Many of the early hybrid plans required the insured to reallocate existing assets to fund the policy premium—which could require a substantial deposit of $50,000 or more. Those with the means to self-fund were some of the early adopters of these plans, simply because they had the ability to pay that initial premium. They were able to transfer part of the risk to an insurance company while still guaranteeing a benefit would be paid whether or not they needed the long-term care.
The other option I want to highlight is the long-term care rider, which carriers are now beginning to offer as part of their traditional life insurance policies. These riders provide access to living benefits in the form of an accelerated benefit provision, in which the insured can tap into 50–90 percent of the policy’s death benefit before actually dying.

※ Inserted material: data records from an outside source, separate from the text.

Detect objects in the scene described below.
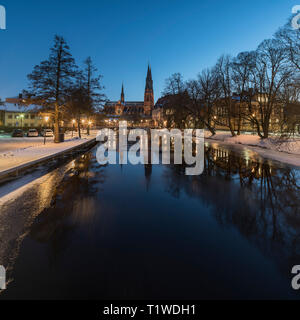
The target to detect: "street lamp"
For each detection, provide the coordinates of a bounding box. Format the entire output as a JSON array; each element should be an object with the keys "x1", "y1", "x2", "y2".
[
  {"x1": 44, "y1": 117, "x2": 49, "y2": 145},
  {"x1": 20, "y1": 114, "x2": 24, "y2": 128},
  {"x1": 87, "y1": 121, "x2": 92, "y2": 136},
  {"x1": 72, "y1": 119, "x2": 76, "y2": 138}
]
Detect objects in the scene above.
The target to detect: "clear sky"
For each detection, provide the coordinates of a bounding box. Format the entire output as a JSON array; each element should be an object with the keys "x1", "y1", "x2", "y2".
[{"x1": 0, "y1": 0, "x2": 300, "y2": 100}]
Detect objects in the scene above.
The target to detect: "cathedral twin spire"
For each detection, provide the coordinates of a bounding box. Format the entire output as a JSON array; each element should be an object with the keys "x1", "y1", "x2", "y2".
[{"x1": 121, "y1": 65, "x2": 154, "y2": 108}]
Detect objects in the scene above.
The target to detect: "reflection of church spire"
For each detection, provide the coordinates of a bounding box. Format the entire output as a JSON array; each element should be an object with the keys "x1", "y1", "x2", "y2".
[{"x1": 121, "y1": 84, "x2": 125, "y2": 103}]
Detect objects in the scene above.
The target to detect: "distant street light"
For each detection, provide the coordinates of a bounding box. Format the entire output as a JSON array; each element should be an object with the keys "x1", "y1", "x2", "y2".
[{"x1": 44, "y1": 117, "x2": 49, "y2": 145}]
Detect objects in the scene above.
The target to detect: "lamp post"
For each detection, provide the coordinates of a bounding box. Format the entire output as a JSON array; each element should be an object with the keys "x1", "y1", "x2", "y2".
[
  {"x1": 87, "y1": 121, "x2": 92, "y2": 136},
  {"x1": 44, "y1": 117, "x2": 49, "y2": 145},
  {"x1": 20, "y1": 114, "x2": 24, "y2": 129},
  {"x1": 72, "y1": 119, "x2": 76, "y2": 138},
  {"x1": 81, "y1": 119, "x2": 85, "y2": 136}
]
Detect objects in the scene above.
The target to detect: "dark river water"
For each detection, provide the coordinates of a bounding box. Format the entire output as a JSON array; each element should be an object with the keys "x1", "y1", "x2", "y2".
[{"x1": 0, "y1": 144, "x2": 300, "y2": 300}]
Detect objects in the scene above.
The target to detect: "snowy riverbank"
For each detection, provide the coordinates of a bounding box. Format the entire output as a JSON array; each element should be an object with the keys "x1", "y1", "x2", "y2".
[
  {"x1": 205, "y1": 131, "x2": 300, "y2": 166},
  {"x1": 0, "y1": 131, "x2": 97, "y2": 175}
]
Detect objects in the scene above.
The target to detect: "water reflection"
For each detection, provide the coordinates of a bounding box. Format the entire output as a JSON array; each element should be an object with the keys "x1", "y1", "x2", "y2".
[
  {"x1": 164, "y1": 145, "x2": 300, "y2": 277},
  {"x1": 0, "y1": 144, "x2": 300, "y2": 299}
]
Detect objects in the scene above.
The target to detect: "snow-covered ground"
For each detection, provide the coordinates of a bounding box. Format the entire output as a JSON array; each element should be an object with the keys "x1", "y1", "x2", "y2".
[
  {"x1": 0, "y1": 131, "x2": 97, "y2": 173},
  {"x1": 205, "y1": 131, "x2": 300, "y2": 166}
]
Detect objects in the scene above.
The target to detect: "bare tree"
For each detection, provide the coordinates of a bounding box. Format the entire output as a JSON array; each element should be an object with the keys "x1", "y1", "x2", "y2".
[
  {"x1": 28, "y1": 36, "x2": 76, "y2": 142},
  {"x1": 215, "y1": 55, "x2": 236, "y2": 137},
  {"x1": 253, "y1": 39, "x2": 292, "y2": 139}
]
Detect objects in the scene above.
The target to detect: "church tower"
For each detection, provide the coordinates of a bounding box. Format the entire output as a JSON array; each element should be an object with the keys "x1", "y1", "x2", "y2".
[{"x1": 144, "y1": 66, "x2": 154, "y2": 115}]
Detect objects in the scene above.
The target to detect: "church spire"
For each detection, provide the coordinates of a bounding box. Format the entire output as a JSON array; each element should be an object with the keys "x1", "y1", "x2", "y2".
[
  {"x1": 144, "y1": 64, "x2": 154, "y2": 115},
  {"x1": 146, "y1": 64, "x2": 153, "y2": 91},
  {"x1": 121, "y1": 83, "x2": 125, "y2": 103}
]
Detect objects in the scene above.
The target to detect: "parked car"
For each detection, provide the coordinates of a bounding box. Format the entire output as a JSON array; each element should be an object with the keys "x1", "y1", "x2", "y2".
[
  {"x1": 41, "y1": 129, "x2": 54, "y2": 137},
  {"x1": 11, "y1": 129, "x2": 24, "y2": 138},
  {"x1": 27, "y1": 129, "x2": 39, "y2": 137}
]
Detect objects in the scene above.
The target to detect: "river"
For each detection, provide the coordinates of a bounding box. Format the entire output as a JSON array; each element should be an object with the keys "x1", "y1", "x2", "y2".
[{"x1": 0, "y1": 143, "x2": 300, "y2": 300}]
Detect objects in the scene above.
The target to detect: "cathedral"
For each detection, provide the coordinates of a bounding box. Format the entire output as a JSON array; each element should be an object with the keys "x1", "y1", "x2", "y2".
[{"x1": 104, "y1": 66, "x2": 154, "y2": 117}]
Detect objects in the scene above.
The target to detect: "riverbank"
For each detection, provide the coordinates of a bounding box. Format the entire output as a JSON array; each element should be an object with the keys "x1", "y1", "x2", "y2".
[
  {"x1": 0, "y1": 131, "x2": 97, "y2": 179},
  {"x1": 205, "y1": 131, "x2": 300, "y2": 167}
]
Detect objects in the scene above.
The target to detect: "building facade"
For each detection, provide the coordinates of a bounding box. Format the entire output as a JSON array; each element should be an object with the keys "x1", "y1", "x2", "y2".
[{"x1": 104, "y1": 66, "x2": 154, "y2": 118}]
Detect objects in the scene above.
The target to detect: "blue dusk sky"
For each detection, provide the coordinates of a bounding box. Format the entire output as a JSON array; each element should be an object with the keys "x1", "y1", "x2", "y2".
[{"x1": 0, "y1": 0, "x2": 300, "y2": 100}]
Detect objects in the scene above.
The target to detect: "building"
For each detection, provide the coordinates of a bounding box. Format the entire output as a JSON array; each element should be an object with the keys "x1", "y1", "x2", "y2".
[
  {"x1": 104, "y1": 66, "x2": 154, "y2": 118},
  {"x1": 0, "y1": 95, "x2": 52, "y2": 129}
]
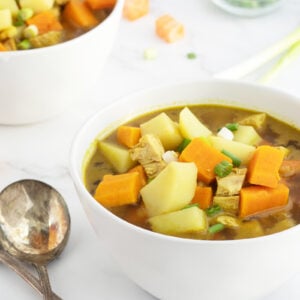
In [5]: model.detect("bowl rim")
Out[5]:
[69,79,300,245]
[0,0,125,57]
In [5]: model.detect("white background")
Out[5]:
[0,0,300,300]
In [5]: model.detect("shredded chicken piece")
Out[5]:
[216,168,247,196]
[129,134,166,178]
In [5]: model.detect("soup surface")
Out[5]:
[83,105,300,240]
[0,0,116,51]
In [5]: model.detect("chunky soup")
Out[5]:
[84,105,300,240]
[0,0,116,51]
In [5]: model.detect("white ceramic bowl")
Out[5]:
[0,0,124,125]
[71,80,300,300]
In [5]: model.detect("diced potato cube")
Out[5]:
[208,136,255,165]
[140,113,182,150]
[239,113,267,129]
[179,107,212,139]
[19,0,54,13]
[0,0,19,15]
[149,206,208,234]
[98,141,135,173]
[0,8,12,30]
[141,162,197,217]
[234,125,262,146]
[213,196,240,214]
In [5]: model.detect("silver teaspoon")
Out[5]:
[0,179,70,300]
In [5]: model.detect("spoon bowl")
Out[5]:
[0,179,70,299]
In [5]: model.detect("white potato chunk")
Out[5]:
[179,107,212,139]
[141,162,197,217]
[149,206,208,234]
[98,141,136,173]
[140,113,182,150]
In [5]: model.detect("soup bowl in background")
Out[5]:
[0,0,124,125]
[70,80,300,300]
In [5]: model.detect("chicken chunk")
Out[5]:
[216,168,247,196]
[129,134,166,178]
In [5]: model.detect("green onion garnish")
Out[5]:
[177,139,191,153]
[208,223,225,234]
[222,149,242,167]
[205,204,222,217]
[225,123,239,131]
[214,160,233,178]
[186,52,197,59]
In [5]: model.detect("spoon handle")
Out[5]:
[0,249,62,300]
[34,264,53,300]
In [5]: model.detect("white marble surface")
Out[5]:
[0,0,300,300]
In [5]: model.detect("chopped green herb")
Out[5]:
[208,223,225,234]
[205,204,222,217]
[177,139,191,153]
[225,123,239,131]
[214,160,233,178]
[222,149,242,167]
[182,203,199,209]
[186,52,197,59]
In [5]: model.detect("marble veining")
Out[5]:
[0,0,300,300]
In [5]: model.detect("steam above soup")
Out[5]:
[84,105,300,240]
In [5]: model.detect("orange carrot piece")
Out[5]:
[279,160,300,177]
[247,145,285,188]
[26,10,63,34]
[117,125,141,148]
[239,183,289,218]
[63,0,98,28]
[155,15,184,43]
[179,138,232,184]
[192,186,213,209]
[0,43,7,51]
[94,172,142,207]
[123,0,149,21]
[86,0,117,10]
[128,165,147,187]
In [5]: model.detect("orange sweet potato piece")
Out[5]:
[63,0,98,28]
[155,15,184,43]
[128,165,147,187]
[239,183,289,218]
[0,43,7,51]
[179,138,232,184]
[117,125,141,148]
[247,145,284,188]
[26,10,63,34]
[94,172,142,207]
[86,0,117,10]
[192,186,213,209]
[123,0,149,21]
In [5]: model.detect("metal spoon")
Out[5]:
[0,179,70,300]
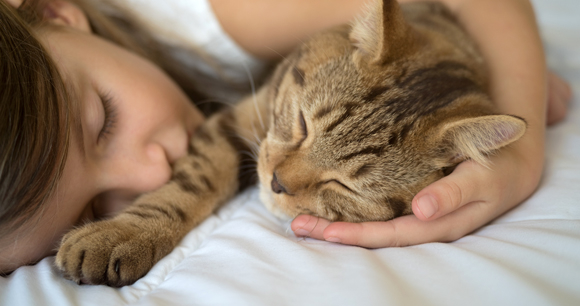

The amount paid under an accelerated benefit provision tends to vary from company to company, but there are numerous competitive plans to choose from. The general premise is this: When a policyholder uses the living benefits, there’s an offset to the original death benefit. In addition, these riders add flexibility to the coverage as well as to the premium payment schedule, making them a very attractive option for many people.
Just like the original hybrid plans, these riders create a scenario in which a benefit is always paid if the insurance remains in effect. As a result, this has become an increasingly popular way for many people to fund their potential long-term care expenses.
O’Reilly: How can physicians figure out which funding option will be the best fit for their families?
Hegwood: Your financial adviser or insurance broker should be able to help you compare and select the right funding plan for you. This person should be able to help you compare the different plans available to you, and think through health and financial factors particular to your family’s situation.
If you don’t have a financial adviser already, AMA Insurance’s Physicians Financial Partners program provides access to a nationwide network of independent, local and experienced financial professionals who can help you reach your unique financial planning goals—including funding long-term care. These professionals have undergone a comprehensive due-diligence process by AMA Insurance, which has been serving physicians for 30 years.
The most important thing is to talk to your family and financial advisor, and put concrete plans in place today so you can look toward the future with confidence.